Mike is right. The aperture of the lens has absolutely nothing to do with focusing a rangefinder, since you are not focusing through the lens. What you are saying about it being easier to focus with a fast lens is true of an slr, either film or digital, since they DO focus through the lens.
A rangefinder need not even be attached to the camera. It works by using mirrors and lenses to triangulate on the subject. In a rangefinder camera, you look through a viewfinder (not the lens). Inside the viewfinder, there are mirrors that split the image, usually top to bottom, in two pieces. Through the mirrors, you are looking at the top of the image via the mirror on the left, while the bottom of the image is shown through the mirror on the right. This is just like your eyes. As you focus, the mirrors turn slightly, so that they are forming a shallow angle. Basic trigonometry tells you the distance to the subject, based on that angle.
In the thirties, forties and fifties, when many cameras were neither slrs or rangefinder cameras, they had distances marked on the lens barrel. You would simply guess at the distance and set it accordingly. If you wanted to be a little more accurate, you could buy an auxilliary rangefinder that would clip onto the accessory clip on top of the camera. You would focus with the rangefinder, read the distance off the scale and transfer that to the lens. These still appear on ebay with some frequency.
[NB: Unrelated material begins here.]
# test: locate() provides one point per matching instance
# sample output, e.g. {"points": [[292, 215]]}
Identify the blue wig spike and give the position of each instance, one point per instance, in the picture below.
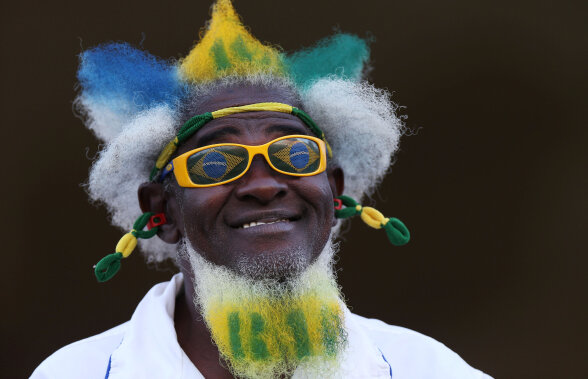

I think that the baseline you are referring to is the distance between the two mirrors. In a 35mm rangefinder camera, this is limited to only a few inches. On WW II battleships, before radar became widely available, they used rangefinders that were about six feet long to calculate the distance to the big guns' target.
Rangefinder cameras were never known for their ability to accurately focus very close. For extreme closeups, photographers often resorted to using a tape measure. Look at the top of many old rangefinder cameras (or even many film SLR's) and you will see a small circle with a line through it. This indicates the exact location of the film plane. It is to this mark that you would measure and then manually adjust the focus on the lens. Unfortunately, you never knew whether you were successful or not until you developed the film.